Gracing the cover of both the LP and CD iterations of Live at Ronnie Scott’s is artwork drawn from a never-before-published, one-of-a-kind lithograph by the late, legendary artist/illustrator David Stone Martin, whose distinctive interpretations of jazzmen in action were featured on dozens of classic jazz LPs, notably including many for Norman Granz’s labels of the ‘40s and ‘50s.

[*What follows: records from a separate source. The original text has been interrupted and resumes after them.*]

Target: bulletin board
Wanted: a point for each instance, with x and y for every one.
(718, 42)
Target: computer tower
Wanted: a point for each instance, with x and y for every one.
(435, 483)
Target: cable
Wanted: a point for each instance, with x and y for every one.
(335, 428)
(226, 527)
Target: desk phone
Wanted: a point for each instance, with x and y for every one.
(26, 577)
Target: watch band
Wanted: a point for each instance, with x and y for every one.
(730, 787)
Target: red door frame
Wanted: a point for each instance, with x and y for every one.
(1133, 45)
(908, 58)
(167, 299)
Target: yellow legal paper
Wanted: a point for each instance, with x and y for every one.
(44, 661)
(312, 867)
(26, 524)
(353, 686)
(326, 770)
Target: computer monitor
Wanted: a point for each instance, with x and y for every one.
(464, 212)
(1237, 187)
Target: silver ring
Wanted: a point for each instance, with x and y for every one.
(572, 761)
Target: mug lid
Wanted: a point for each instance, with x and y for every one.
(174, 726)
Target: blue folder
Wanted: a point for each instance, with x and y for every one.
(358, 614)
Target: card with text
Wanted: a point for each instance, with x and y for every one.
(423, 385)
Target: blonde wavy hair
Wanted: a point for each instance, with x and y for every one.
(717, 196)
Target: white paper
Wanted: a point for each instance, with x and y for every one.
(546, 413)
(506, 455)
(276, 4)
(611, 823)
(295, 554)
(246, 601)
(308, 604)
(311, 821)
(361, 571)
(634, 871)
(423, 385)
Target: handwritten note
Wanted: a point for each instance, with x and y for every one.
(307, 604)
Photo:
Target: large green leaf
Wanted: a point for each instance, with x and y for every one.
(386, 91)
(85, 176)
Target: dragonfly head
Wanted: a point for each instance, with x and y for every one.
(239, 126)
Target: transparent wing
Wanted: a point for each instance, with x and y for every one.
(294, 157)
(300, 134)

Feldman writes, “I had one big decision to make: do we go all the way and recreate a jacket in the same manner of DSM’s classic covers of the 1940s and 1950s, even though our album isn’t from that era? Or do we go a different, more modern route and simply incorporate DSM’s artwork into a more contemporary style image? I thought long and hard about this. Ultimately, I came to see it as an opportunity to recreate that special era, a nod to those classic 1940s and ‘50s Verve/Clef/Norgran album covers.”
Bill Evans Live at Ronnie Scott’s will be the fifth Resonance title to feature unreleased music by the pianist: 2014’s Live at Art D’Lugoff’s Top of the Gate was the label’s first Evans collection. Smile With Your Heart: The Best of Bill Evans on Resonance, a mid-priced compilation, was issued in 2020.